The rehearsal dinner is traditionally held the night before the wedding, most often a Friday, and usually starts at about seven P.M. This leaves time for attendants who can’t take the day off to get out of work to attend the rehearsal itself at around five thirty, and get to the dinner. For a Sunday or holiday wedding, you have more options. Since the rehearsal dinner has become more of a celebration in its own right than just a formality, some couples are holding the event two nights prior to the wedding. This way, there’s more time to relax, recuperate, and get ready for the main event.
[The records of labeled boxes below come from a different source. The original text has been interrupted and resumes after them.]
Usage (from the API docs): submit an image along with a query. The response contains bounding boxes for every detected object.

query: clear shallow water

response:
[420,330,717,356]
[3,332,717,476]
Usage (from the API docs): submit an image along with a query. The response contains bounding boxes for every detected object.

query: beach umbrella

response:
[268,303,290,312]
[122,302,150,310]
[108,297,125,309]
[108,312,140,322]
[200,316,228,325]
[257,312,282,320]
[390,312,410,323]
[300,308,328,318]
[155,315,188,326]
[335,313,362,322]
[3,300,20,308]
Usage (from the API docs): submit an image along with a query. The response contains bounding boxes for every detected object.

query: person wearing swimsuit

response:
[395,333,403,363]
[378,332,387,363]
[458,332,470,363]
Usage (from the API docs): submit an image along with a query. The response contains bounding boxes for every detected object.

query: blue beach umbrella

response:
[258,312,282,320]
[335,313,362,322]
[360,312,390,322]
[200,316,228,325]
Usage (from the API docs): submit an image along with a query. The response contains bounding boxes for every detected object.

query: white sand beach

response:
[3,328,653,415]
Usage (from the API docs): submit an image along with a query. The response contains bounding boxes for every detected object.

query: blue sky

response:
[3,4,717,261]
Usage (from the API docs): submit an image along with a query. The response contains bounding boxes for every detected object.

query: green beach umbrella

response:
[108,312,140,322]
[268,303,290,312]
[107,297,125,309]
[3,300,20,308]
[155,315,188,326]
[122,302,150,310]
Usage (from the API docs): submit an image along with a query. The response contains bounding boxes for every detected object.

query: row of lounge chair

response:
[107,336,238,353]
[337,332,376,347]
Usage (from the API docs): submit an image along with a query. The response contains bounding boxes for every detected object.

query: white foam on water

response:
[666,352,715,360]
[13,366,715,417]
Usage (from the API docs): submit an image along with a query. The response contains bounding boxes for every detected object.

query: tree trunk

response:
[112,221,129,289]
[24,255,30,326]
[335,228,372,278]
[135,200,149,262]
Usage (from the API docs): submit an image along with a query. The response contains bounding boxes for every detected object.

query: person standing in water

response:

If most attendants won’t be arriving until late on the eve of your wedding, a breakfast celebration the morning of the wedding is also acceptable (as is skipping the rehearsal meal altogether!).

What It’s For

The dinner is a great opportunity for your two families to get to know each other before the wedding day (if they don’t already know each other well) in a not-too-hectic setting. Take advantage of the relaxed environment — come wedding night, you’ll most likely be pulled in too many directions to put in any real quality time with anyone. The ultimate goal here is to relieve some prewedding tension and make everyone invited feel comfortable with the impending nuptials while not upstaging the big event.

Who Hosts

Traditionally, the groom’s family organizes and pays for this fete, but you two might take matters into your own hands, or both sets of parents may choose to do the honors together. While you as the honored couple may have input on the overall direction, if the groom’s family hosts, you should really try to let his mom and dad be the creative directors of the evening. If, on the other hand, you are hosting, you get to choose the location and style, so you’ll want to give yourselves enough time to scout venues in order to book one four to six months in advance.